Tahlia Rotumah

Personal information
- Nationality: Australia
- Born: 24 February 1992 (age 34)

Medal record
Athletics
FESPIC Games
| Silver medal – second place | 2006 FESPIC Games | Women's 100 m |
| Silver medal – second place | 2006 FESPIC Games | Women's 200 m |

= Tahlia Rotumah =

Australian Paralympic athlete (born 1992)

Tahlia Rotumah (born 24 February 1992) is the first female Indigenous Australian Paralympian, of the Minjungbal nation, and is also a South Sea Islander.

Rotumah was born with hemiplegia and cerebral palsy. In 2001 Tahlia Rotumah received an Encouragement award for Junior Sporting Achievements at the Many Rivers Regional Council NAIDOC Week Community Achievement Awards.

Rotumah won silver medals in the 100m and 200m sprints at the 2006 Far East and South Pacific Games (FESPIC) held in Kuala Lumpur.

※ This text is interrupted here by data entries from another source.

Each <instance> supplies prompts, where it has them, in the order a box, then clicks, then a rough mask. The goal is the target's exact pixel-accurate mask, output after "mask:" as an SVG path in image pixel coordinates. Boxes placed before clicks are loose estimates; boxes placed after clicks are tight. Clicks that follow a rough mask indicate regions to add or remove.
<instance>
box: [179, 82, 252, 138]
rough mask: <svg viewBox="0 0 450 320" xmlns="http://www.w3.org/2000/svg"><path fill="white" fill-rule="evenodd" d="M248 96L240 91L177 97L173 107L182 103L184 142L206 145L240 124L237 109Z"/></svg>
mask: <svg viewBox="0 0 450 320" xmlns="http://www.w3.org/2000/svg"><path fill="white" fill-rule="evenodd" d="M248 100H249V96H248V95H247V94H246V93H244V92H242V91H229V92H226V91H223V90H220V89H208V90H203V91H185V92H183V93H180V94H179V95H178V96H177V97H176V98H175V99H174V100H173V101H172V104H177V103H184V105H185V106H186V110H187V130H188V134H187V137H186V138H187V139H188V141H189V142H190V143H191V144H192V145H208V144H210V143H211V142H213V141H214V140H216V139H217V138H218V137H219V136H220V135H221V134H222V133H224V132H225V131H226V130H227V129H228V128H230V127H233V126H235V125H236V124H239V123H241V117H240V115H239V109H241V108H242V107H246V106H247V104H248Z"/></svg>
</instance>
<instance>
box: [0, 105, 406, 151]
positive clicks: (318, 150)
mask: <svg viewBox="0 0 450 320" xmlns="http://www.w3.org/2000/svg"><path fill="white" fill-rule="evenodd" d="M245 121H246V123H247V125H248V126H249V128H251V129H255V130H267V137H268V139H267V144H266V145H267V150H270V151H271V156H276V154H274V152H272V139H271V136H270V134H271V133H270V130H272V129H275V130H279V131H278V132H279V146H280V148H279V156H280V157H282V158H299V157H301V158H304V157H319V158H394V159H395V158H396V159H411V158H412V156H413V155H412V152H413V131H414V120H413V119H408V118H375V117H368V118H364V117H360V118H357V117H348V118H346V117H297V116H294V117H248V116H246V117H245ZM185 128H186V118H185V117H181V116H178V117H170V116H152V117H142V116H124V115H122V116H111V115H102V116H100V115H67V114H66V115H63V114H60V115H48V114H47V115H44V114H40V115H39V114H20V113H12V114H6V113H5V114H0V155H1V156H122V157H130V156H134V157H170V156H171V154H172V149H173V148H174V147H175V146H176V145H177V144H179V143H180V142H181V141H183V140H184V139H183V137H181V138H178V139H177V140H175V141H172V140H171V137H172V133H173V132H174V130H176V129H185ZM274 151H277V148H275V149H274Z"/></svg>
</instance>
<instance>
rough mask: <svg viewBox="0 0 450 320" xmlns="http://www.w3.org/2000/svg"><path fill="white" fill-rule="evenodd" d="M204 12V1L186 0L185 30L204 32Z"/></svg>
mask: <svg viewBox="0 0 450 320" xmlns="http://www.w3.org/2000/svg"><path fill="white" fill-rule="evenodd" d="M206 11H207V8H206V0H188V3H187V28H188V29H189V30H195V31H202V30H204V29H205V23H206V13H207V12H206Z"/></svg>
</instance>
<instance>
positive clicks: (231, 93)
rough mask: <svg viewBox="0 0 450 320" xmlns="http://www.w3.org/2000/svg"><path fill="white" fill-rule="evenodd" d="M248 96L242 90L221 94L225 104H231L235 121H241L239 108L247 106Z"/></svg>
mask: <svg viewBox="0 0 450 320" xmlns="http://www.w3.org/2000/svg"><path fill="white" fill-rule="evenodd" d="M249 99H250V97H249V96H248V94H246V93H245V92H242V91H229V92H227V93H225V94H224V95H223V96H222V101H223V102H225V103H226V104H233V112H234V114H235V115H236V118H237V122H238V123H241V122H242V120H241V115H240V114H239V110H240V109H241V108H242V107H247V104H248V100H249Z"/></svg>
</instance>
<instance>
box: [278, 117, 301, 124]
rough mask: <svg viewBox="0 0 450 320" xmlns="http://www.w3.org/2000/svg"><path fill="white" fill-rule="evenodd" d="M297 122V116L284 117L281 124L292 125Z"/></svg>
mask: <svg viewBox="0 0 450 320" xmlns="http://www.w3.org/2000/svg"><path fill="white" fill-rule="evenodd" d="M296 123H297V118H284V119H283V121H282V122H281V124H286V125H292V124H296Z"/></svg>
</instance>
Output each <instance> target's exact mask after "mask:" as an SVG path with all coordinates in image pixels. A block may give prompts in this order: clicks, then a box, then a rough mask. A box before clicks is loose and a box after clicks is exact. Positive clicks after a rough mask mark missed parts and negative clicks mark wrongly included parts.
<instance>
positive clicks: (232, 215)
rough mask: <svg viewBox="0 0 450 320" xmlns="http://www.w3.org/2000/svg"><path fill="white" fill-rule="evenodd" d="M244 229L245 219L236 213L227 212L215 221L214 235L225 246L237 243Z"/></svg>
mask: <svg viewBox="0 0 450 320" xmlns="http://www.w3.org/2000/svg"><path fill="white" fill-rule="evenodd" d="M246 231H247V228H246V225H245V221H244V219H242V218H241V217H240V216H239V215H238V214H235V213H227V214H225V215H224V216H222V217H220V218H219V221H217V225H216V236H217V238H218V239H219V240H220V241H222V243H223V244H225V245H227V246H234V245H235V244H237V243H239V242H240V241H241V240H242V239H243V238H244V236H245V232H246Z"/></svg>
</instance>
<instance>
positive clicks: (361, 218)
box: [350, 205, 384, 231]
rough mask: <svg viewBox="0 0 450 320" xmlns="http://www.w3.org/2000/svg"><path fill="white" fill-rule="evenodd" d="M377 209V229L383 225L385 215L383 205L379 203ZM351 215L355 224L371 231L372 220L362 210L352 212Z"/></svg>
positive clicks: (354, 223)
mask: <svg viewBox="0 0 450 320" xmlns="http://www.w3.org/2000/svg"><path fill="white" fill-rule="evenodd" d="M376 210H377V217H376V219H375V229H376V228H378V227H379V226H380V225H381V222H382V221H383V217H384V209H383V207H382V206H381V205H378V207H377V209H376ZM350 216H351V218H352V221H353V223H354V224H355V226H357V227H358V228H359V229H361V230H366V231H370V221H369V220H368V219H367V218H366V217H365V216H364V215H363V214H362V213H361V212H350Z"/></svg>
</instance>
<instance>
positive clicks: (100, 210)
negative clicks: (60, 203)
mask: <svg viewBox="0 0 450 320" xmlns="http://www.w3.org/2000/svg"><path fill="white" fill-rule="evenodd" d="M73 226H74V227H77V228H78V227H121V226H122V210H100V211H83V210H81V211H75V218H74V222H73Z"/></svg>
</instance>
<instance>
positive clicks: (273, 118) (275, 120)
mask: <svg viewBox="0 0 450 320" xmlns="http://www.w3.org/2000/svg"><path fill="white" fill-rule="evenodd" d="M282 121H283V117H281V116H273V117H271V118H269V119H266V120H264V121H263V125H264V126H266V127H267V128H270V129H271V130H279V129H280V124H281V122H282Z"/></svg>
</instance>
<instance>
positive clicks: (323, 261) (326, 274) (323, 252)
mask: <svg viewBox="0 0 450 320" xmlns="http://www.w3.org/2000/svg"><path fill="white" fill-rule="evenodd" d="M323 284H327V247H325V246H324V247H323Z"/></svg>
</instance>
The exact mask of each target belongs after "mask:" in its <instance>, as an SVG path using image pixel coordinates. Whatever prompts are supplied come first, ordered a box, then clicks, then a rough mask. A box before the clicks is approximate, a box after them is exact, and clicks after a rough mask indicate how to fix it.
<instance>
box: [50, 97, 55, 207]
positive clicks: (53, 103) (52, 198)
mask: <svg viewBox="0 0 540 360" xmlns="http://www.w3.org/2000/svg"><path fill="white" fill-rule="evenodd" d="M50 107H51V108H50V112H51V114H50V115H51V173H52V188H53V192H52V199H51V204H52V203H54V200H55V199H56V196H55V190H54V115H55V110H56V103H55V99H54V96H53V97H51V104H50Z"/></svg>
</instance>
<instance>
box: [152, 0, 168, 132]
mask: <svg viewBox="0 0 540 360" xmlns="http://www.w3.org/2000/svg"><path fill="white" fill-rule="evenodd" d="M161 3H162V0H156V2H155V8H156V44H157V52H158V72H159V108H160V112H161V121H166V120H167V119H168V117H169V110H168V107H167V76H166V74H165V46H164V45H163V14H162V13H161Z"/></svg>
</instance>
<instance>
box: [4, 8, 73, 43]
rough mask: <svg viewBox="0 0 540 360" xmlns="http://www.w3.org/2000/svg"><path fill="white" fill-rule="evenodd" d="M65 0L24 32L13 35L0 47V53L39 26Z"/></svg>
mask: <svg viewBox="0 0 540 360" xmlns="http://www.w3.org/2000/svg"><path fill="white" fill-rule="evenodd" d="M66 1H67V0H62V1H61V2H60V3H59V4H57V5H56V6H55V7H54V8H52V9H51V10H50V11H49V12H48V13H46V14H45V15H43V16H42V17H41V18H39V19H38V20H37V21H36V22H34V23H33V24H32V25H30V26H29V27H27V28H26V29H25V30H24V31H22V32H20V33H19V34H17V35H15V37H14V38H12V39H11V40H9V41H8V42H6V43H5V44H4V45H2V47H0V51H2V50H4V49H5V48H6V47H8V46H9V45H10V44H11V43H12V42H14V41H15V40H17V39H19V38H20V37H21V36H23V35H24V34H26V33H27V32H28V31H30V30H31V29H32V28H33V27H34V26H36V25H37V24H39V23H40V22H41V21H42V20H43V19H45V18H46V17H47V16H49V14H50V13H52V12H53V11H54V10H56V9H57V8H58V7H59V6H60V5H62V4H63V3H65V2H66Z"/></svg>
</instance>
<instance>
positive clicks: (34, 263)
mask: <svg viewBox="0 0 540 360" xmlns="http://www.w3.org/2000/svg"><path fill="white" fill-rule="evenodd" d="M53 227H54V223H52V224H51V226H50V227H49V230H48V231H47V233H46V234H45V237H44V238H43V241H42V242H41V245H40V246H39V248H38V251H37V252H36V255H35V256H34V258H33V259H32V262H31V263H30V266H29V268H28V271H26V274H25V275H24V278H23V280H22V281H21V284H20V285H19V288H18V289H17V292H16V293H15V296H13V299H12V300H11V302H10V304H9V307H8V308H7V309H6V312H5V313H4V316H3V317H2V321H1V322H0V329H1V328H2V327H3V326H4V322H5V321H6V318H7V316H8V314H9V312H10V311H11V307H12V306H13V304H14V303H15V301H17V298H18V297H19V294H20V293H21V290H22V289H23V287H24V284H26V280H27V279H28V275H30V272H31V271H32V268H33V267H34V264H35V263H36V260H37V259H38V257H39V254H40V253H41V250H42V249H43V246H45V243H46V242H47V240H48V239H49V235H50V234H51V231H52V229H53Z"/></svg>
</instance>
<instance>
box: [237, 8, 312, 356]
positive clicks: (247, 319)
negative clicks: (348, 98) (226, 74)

At the age of 16, she competed in athletics at the 2008 Summer Paralympics in Beijing, where she shaved one-tenth of a second off her personal best in the 100m, but didn't qualify for the finals in either of the 100m or 200m events that she competed in.

Rotumah was nominated for the 2008 Deadlys award "Most Promising New Talent in Sport", and was awarded 'Miss NAIDOC' in 2010.